Am Abend wollen CDU und CSU in einer weiteren Koalitionsrunde versuchen, zumindest die Bedenken der SPD gegen das Vorhaben auszuräumen. Aus ihrer Sicht gebe es zu den Plänen der Unionsparteien noch viele Fragen, sagte Barley. Unklar sei etwa, wie innerhalb von 48 Stunden über die Fälle entschieden werden solle, wie es Bundesinnenminister Horst Seehofer (CSU) und Kanzlerin Angela Merkel (CDU angekündigt haben.
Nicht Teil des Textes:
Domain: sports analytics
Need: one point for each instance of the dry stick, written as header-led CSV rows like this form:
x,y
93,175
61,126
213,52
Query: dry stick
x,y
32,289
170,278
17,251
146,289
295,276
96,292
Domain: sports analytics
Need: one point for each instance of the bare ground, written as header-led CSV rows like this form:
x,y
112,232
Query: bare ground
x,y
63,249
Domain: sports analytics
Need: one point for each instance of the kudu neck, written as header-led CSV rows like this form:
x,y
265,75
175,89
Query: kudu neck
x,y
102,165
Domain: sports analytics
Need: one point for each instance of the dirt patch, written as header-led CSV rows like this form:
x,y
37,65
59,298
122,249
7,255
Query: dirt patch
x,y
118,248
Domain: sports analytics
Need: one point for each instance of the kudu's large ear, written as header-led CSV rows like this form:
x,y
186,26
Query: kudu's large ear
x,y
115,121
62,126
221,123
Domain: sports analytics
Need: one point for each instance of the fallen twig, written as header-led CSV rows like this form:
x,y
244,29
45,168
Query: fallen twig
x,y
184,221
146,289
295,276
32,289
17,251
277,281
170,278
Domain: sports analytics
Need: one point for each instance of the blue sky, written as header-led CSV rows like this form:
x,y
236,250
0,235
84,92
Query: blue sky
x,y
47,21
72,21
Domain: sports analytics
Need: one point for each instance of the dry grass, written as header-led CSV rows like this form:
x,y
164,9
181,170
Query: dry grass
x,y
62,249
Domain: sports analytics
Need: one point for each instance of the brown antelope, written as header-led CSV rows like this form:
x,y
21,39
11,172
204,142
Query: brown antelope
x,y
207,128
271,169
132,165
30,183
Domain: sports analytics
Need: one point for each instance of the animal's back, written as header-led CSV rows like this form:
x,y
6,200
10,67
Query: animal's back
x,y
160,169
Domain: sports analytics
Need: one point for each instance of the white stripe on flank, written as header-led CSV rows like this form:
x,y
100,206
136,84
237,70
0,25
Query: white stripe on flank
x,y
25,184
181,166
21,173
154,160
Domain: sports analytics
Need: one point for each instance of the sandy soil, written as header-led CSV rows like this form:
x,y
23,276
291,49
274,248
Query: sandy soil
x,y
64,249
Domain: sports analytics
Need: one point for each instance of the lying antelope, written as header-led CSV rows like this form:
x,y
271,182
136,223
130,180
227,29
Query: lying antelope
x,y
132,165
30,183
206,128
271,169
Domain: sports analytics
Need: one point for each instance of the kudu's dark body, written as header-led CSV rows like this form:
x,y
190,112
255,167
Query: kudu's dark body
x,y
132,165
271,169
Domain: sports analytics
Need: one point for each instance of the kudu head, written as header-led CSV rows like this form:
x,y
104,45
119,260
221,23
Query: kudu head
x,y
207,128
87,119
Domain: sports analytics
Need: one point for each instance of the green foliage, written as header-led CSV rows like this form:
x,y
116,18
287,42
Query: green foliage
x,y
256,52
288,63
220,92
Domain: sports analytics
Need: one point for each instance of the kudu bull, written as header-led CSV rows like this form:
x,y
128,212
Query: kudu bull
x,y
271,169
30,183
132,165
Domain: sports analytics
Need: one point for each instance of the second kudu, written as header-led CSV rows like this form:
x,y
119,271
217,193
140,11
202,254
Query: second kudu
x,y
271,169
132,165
Barley wandte sich auch generell gegen einen Abbau rechtsstaatlicher Standards. "Etwas Positives wie der Rechtsschutz soll plötzlich einen negativen Beigeschmack bekommen", sagte die Justizministerin in der Haushaltsdebatte des Bundestages. Kritisch äußerte sie sich auch zu Forderungen aus der Union, Gerichtsverfahren zu beschleunigen.
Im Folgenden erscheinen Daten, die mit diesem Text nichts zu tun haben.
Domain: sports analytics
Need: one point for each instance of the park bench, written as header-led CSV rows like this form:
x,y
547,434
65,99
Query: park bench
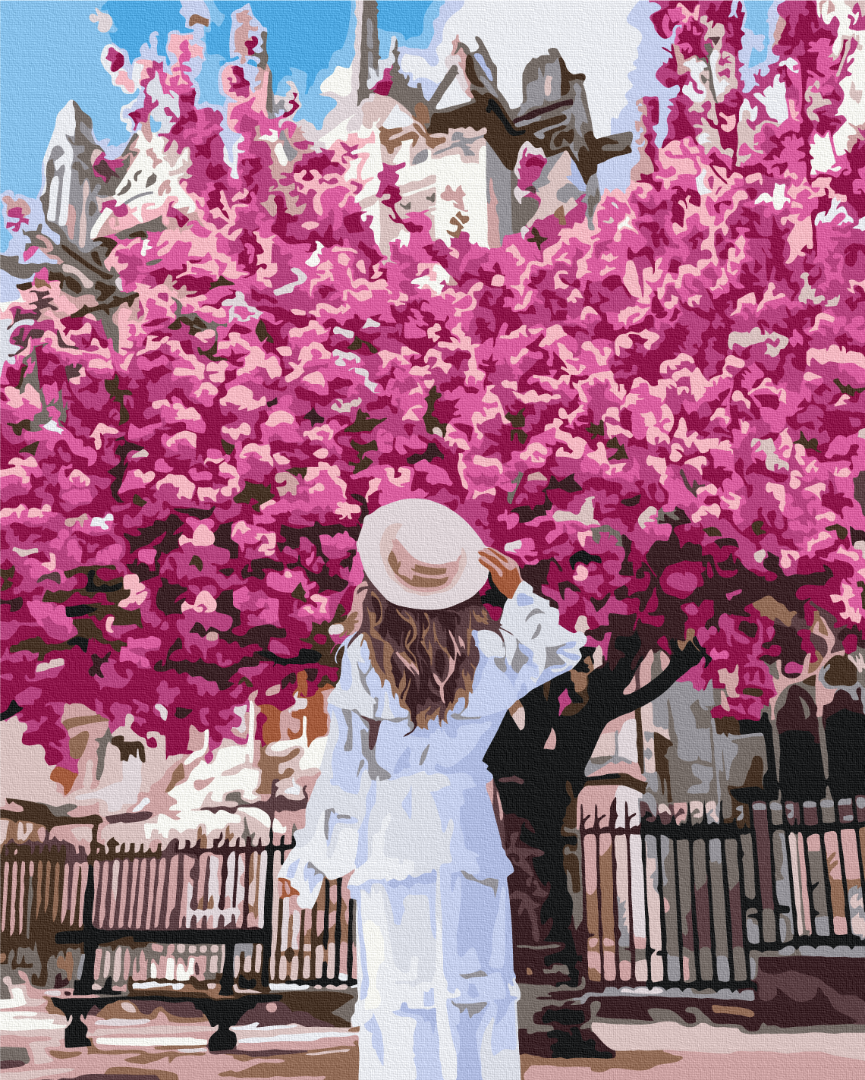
x,y
225,1000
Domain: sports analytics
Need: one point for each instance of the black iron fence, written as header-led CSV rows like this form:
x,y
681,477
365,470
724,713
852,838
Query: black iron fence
x,y
680,898
685,899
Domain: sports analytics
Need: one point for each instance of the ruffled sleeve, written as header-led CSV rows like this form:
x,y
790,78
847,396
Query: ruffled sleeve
x,y
327,845
529,649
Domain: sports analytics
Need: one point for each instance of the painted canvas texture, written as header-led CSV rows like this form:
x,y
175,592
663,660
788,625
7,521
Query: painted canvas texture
x,y
568,295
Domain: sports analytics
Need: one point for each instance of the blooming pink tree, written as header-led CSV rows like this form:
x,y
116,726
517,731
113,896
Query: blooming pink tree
x,y
659,418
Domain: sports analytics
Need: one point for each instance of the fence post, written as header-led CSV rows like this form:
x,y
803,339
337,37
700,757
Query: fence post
x,y
267,915
84,985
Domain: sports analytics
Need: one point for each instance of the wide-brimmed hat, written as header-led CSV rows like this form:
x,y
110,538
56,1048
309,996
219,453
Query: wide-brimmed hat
x,y
420,554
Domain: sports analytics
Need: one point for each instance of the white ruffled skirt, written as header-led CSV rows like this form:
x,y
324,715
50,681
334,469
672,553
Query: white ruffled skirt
x,y
436,989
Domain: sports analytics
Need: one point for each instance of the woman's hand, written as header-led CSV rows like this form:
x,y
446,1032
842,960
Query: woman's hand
x,y
505,572
287,889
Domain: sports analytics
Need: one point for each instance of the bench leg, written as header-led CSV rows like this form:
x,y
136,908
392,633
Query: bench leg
x,y
77,1033
222,1038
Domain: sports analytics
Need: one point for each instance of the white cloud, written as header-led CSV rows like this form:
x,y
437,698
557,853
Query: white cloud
x,y
104,22
593,36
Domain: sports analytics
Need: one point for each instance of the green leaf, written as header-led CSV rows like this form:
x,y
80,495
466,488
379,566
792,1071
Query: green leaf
x,y
363,422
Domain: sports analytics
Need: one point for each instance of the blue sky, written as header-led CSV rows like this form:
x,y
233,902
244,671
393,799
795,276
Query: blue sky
x,y
307,39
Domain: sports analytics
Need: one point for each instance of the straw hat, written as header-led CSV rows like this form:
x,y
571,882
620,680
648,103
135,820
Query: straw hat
x,y
420,554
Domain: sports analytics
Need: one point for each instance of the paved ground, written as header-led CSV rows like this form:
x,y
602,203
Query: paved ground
x,y
129,1045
Andere SPD-Politiker bekräftigten ihr Nein zu geschlossenen Zentren, in denen Flüchtlinge eingesperrt würden. Diese werden auch in einem Beschluss des Parteivorstands ausdrücklich abgelehnt.

Seehofer sagte allerdings im Bundestag, die Transitzentren seien "keine geschlossenen Anstalten". Zwar dürften dort untergebrachte Flüchtlinge diese nicht innerhalb Deutschlands verlassen, sie dürften aber "jederzeit zurückreisen in jedes andere Land". Die Pläne der Union sehen vor, dass Flüchtlinge wegen rechtlicher Vorgaben höchstens bis Ende des auf die Einweisung folgenden Tages in den Zentren bleiben sollen.
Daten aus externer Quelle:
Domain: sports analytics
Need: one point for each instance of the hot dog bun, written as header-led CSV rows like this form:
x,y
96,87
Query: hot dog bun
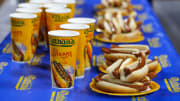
x,y
110,87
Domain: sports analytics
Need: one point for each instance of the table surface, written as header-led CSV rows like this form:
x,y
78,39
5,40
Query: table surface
x,y
32,81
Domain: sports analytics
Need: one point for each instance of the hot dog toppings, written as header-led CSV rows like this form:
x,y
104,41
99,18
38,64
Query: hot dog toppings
x,y
124,71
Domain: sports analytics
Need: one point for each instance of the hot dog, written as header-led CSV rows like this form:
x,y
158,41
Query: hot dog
x,y
128,69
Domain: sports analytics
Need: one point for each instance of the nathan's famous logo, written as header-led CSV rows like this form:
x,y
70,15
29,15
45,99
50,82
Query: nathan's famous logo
x,y
17,23
62,42
56,52
58,18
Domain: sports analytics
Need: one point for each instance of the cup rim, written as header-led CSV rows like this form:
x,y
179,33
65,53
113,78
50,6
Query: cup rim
x,y
29,5
28,10
71,26
23,15
54,5
58,10
39,1
82,20
63,33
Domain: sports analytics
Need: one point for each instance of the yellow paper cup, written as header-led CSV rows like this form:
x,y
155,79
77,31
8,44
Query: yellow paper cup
x,y
35,36
43,27
56,17
82,46
63,49
54,5
91,23
29,5
70,4
22,25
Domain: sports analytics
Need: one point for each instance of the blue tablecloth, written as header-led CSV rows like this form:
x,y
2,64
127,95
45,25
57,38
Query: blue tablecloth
x,y
32,82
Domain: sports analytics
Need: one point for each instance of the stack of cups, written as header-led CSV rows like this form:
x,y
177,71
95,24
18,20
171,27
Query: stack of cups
x,y
35,36
38,5
82,45
52,23
22,29
63,51
70,4
91,23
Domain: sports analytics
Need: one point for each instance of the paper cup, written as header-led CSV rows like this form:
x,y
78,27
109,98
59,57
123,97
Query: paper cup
x,y
22,25
82,46
63,52
40,2
35,36
56,17
91,23
29,5
70,4
54,5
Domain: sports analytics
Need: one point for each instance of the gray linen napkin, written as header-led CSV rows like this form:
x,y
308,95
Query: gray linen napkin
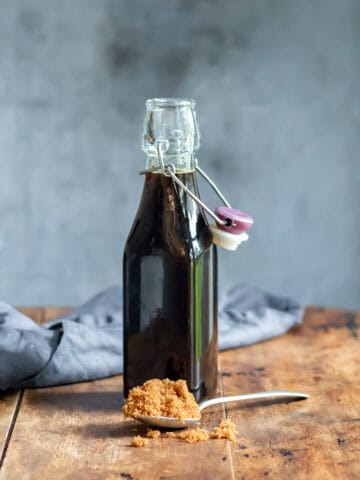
x,y
87,343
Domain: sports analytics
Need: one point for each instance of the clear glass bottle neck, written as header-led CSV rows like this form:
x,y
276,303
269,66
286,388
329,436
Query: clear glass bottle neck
x,y
183,163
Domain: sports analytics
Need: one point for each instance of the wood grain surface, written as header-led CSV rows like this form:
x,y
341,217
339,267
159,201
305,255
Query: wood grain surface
x,y
10,402
78,432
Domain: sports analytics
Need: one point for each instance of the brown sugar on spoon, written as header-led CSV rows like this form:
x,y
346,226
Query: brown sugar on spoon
x,y
166,398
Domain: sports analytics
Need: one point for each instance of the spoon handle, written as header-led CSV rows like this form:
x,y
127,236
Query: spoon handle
x,y
252,396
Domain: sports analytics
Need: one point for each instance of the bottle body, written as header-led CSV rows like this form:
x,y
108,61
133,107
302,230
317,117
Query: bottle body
x,y
170,290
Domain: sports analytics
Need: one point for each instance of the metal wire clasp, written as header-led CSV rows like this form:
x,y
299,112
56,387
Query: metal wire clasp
x,y
170,171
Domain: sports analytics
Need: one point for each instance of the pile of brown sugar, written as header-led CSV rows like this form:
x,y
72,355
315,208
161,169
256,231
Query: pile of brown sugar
x,y
165,398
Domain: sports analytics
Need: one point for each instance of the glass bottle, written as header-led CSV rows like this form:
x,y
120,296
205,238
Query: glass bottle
x,y
170,263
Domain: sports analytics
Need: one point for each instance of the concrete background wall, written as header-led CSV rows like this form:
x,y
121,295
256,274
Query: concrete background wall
x,y
277,85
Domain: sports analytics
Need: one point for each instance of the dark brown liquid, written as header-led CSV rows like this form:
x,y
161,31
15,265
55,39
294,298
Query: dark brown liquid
x,y
170,290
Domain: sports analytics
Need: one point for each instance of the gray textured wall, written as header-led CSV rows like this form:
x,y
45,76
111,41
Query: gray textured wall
x,y
277,87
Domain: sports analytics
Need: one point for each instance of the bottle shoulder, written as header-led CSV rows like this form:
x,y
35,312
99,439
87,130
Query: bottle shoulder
x,y
168,219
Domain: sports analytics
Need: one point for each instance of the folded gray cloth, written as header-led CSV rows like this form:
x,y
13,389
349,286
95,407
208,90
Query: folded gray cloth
x,y
87,343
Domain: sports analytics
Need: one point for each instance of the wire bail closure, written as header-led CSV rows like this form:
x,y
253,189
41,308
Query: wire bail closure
x,y
170,171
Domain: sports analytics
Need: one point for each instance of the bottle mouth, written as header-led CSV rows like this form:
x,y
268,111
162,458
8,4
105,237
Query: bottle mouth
x,y
168,103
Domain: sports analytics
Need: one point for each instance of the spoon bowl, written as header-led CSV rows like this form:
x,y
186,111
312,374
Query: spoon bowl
x,y
175,423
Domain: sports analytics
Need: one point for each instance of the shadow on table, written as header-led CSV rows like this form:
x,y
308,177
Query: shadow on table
x,y
72,401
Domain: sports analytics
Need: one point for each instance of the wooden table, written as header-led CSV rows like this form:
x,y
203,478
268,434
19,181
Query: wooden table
x,y
78,431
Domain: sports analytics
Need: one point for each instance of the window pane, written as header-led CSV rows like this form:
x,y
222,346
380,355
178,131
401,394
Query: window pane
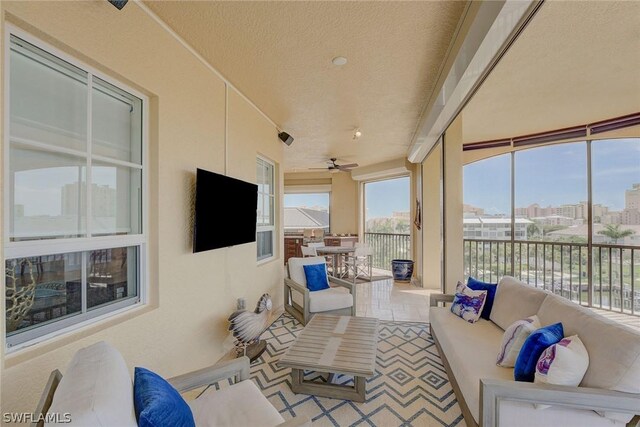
x,y
112,275
306,211
116,125
616,191
551,193
47,191
487,200
48,98
116,199
39,290
264,244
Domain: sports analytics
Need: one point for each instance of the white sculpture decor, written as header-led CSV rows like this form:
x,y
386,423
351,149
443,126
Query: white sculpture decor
x,y
247,326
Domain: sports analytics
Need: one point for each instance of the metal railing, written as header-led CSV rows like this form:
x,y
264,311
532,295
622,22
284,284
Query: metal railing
x,y
386,247
604,278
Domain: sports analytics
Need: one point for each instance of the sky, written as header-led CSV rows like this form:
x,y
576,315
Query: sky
x,y
555,175
382,198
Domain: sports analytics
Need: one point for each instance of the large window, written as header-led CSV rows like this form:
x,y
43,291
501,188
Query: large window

Baden-Württembergs Ministerpräsident Winfried Kretschmann (Grüne) warnte in Verbindung mit den Transitzentren vor einer Abkehr vom freien Reiseverkehr in der EU. "Mit nationalen Alleingängen und der Wiedereinführung von Grenzkontrollen entfernen wir uns immer mehr von der europäischen Idee und den offenen Binnengrenzen", kritisierte Kretschmann die Flüchtlingspolitik der CDU/CSU.

"Wenn die SPD nicht nur die Europäische Idee, sondern auch sich selbst ernst nimmt, muss sie Seehofer zurückweisen", forderte auch Linken-Fraktionsvize Jan Korte mit Blick auf die abendliche Koalitionsrunde die Sozialdemokraten auf.

Die FDP forderte ein Ende des Streits in der Regierung, der zunehmend auch zur Belastung für die deutsche Wirtschaft werde. "Sollte diese Koalition dauerhaft handlungsunfähig bleiben, wonach es derzeit leider aussieht, dann schätzen wir den Schaden für die Wirtschaft auf mindestens 35 Milliarden Euro jährlich", sagte Fraktionsvize Michael Theurer der "Stuttgarter Zeitung" und den "Stuttgarter Nachrichten" (Freitagsausgaben).

Zweifel an der Funktionstüchtigkeit von Transitzentren äußerte die AfD. Flüchtlinge würden dann eine Registrierung in anderen EU-Staaten vermeiden oder über andere Grenzübergänge einreisen, erklärte der AfD-Innenexperte Martin Hess.